Chapter 1: Charting a Practical AI Strategy for Growth
The AI race is officially underway in asset management. But amid the excitement, one truth stands out: firms don’t need more tools—they need a plan. Managers consistently tell us they see AI’s potential to improve sales coverage, marketing precision, and compliance speed. What they lack is a clear, focused path that connects strategy to execution and produces results they can measure.
For growth-stage asset management firms (<$100B AUM), the need for focus when it comes to AI strategy is acute. Smaller size means fewer at bats, and the impact of each missed opportunity or misstep is magnified.
Our new series, The AI Playbook, distills how emerging asset managers (<$100B AUM) can use AI to strengthen their go-to-market (GTM) strategy, sharpen advisor engagement, and create measurable lift within weeks, not years.
In Chapter 1 — Charting an AI Strategy for Growth — we’ve distilled into a simple, repeatable framework how we work with clients to chart a successful course to their north star and where AI fits in:
Diagnose where friction in GTM is pushing results off course
Rank friction points according to impact on maintaining course
Map heaviest impact friction points to potential AI solutions
Select high-impact use cases with potential to deliver meaningful value near-term
Execute, then measure results
Most emerging managers see meaningful lift when they apply this framework in focused six-week sprints. They balance day-to-day demands while generating visible improvements in sales and marketing performance within months, not years.
Start with Strategy, Not Software
Every winning AI program begins the same way:
Firm Strategy → Go-to-Market Strategy → Use Cases → Technology
This looks deceptively simple. In reality, it’s where leading emerging managers begin to separate themselves. The industry’s instinct is often to modernize through large platform upgrades or automation projects. But technology alone doesn’t create advantage. Clarity does.
The firms making the most progress—many of them small to mid-sized managers we work with—start with a firm grip on fundamentals: how they grow, which advisors matter most, and where friction slows momentum. Only then do they identify AI use cases that remove those bottlenecks. Tools come last, not first.
Diagnose the Friction
Our Sales System Framework helps asset managers locate the gaps between strategy and execution by asking simple but powerful questions:
Are we meeting growth expectations in key channels?
What are advisors telling us about coverage and value?
Where do sales teams spend their time, and does it match opportunity?
Does our structure still align with how advisors make decisions today?
Answering these questions before adopting new tools ensures every investment targets a real business problem, not a theoretical one.
Across our survey data, consistent friction emerged: limited pipeline visibility, inconsistent advisor segmentation, underpowered marketing, and slow compliance workflows.
The best firms don’t view these as failures they see them as design opportunities. In fact, firms that have implemented even partial automation of lead scoring or advisor segmentation report 20%+ improvements in sales-coverage efficiency, and those applying AI to marketing analytics see shorter sales cycles and higher conversion rates.
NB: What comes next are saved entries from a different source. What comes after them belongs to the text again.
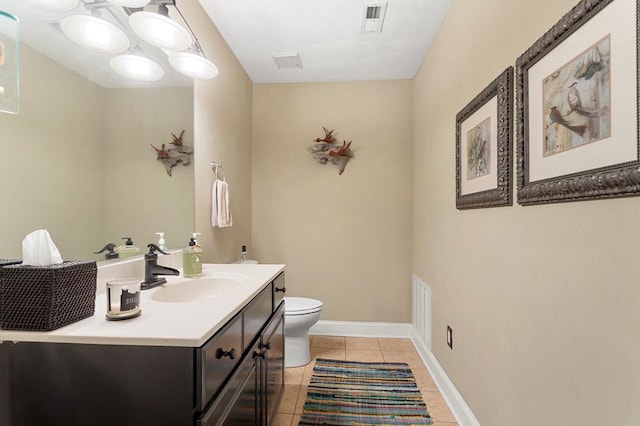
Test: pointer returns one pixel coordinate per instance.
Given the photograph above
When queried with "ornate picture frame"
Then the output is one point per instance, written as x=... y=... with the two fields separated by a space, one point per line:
x=483 y=147
x=577 y=107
Flex to Win: Strategy in an AI World
AI is evolving too quickly for static roadmaps. The firms that pull ahead embrace flexibility. As outlined in Technology Strategy in an AI World from The AI Edge , leading managers use three complementary approaches:
1. Compounding Core
Strengthen high-frequency, repetitive processes first (e.g., meeting prep, forecasting, content review). These small wins accumulate quickly and build organizational momentum.
2. Perpetual Beta
Continuously test new AI pilots, measure quickly, and scale only what works. Treat your GTM engine as a living system, not a static program.
3. Moat Building
Use proprietary datasets to generate insights competitors can’t replicate advisor behaviour models, personalized product recommendations, or firm-specific growth signals.
Most sub-$100B firms start with Compounding Core (where ROI appears fastest) and grow into Moat Building as data pipelines mature.
That evolution brings its own challenge: while 58% of firms subscribe to external datasets from providers like Envestnet, custodians, and wirehouses, fewer than one-quarter say they use those datasets effectively.
Data abundance is not the issue. It’s data without purpose.
Once AI use cases are defined, data becomes a means rather than an obstacle. External datasets suddenly have jobs: fueling segmentation models, powering next-best-action systems, and improving forecasting. Firms that make this shift consistently report lower integration costs, higher adoption, and clearer accountability around data.
Shift Mindset : Purpose Over Prediction
Creating an AI strategy isn’t about predicting the future it’s about building the agility to thrive as the future unfolds. Firms that treat AI as a capability, not a project, create advantages that compound: better prioritization, more personalized engagement, tighter alignment between sales and marketing, and a GTM engine that gets sharper with every cycle.
The AI Playbook is designed to help emerging managers build that capability — practically, measurably, and with a clear link to growth.